I love glades. I love trees, mountains, brooks, deserts, fens, beaches, lakes, ruined abbeys, lonely wanderers above seas of fog—everything lauded into clichés by romantic poets and granola-toting wilderness guides. I’m most at ease in nature, and I rarely feel closer to God than I do when I’m wandering around some uncivilized patch of earth. I love the quiet, the simplicity, the loneliness, the peace… What will it take to feel the same romantic serenity rushing along First Ave, with sirens blaring and dumpsters reeking and people jostling and clocks running and everything steaming in a hot, sticky, stuffy urban sweat?

Life began in a garden. (And it’s worth noting that the quality of that life plummeted when someone took too large a bite out of a Big Apple.) But if we believe St. John’s Revelation, life ends in a city. If Act One is Eden, Act Five is the New Jerusalem. That doesn’t mean that the New Heavens and the New Earth will be exactly like New York—I seriously doubt that anyone could call an eternity dodging cyclists and Cerberus poop anything close to Heaven—but it does mean that Chesterton, unsurprisingly, is on to something.

We look around nature, and we see the handiwork of God. We look around the city, and we see the workmanship of men. It feels mechanical, fake, and ordinary—until we remember that those craftsmen are made in the image of Christ. GKC puts it this way, “This is the difficulty of the town: that personality is so compressed and packed into it that we cannot realise its presence. The smallest street is too human for any human being to realise.”

Some artful city planner mapped out the curve in East Drive where the cyclist wiped me out.

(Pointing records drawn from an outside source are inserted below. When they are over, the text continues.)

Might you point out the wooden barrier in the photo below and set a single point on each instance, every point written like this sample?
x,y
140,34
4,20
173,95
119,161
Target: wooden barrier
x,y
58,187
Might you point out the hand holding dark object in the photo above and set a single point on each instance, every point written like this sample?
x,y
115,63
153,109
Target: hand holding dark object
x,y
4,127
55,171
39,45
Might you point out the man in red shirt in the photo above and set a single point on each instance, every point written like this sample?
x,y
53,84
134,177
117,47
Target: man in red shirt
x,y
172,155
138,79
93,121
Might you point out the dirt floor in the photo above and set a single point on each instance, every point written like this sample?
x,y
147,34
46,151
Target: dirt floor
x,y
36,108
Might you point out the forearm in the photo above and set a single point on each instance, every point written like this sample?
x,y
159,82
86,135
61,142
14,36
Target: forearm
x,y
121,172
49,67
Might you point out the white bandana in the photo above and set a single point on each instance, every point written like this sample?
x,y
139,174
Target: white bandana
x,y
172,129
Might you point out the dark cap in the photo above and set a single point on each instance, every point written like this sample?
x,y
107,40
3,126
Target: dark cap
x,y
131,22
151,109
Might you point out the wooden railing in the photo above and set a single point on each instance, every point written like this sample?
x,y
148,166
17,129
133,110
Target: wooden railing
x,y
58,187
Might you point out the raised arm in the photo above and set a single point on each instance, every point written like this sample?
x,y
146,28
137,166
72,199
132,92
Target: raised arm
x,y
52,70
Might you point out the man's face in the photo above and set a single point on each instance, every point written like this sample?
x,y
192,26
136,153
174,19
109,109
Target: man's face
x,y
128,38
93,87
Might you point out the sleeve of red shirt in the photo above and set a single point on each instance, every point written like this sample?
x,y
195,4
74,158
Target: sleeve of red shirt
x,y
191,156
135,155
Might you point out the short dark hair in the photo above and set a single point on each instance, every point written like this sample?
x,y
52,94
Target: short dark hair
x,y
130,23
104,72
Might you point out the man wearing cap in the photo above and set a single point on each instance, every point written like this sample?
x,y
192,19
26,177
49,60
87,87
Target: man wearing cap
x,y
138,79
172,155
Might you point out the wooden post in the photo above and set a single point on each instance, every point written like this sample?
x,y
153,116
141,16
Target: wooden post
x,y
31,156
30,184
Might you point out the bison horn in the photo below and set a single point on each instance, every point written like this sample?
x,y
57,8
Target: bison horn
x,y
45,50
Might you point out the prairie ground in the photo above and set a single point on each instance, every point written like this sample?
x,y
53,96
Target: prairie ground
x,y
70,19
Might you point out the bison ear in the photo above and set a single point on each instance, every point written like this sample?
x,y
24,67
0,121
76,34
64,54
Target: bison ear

Some architect designed the rusty balcony outside my apartment, some construction worker poured the concrete in the trash-covered sidewalk, some highly-trained specialist perfected the chemical composition of the concrete mix. All of them had families, stories, and dreams. Look around the city, and you see evidence, clear as a lake in Scotland, of human creators at work, fashioning the world around them just as the Lord first fashioned the world. If these sub-creations bring our thoughts to the sub-creators, and from the sub-creators to the Creator himself, every chance inch of the city becomes a meeting place with God. Every chance inch becomes a micro-alter, a small piece of a holy temple we city-dwellers choose to enter but never really leave.  

After the cyclist and I shook hands and parted ways, I ran-hobbled the rest of my route down the Hudson. I finished by the Charging Bull statue just south of Wall Street. I laughed to myself and tried to crane my neck around the gaggle of tourists. It was quite a different cow, and quite a different pilgrimage, from the ones I experienced last summer. But then I remembered the personality behind the statue—the personality behind even the selfie sticks—and the Personality one step behind both. And the moment, no matter what GKC says, was in no way romantic. It was sacred.   

Lauren Spohn ’20 is an English concentrator in Currier House.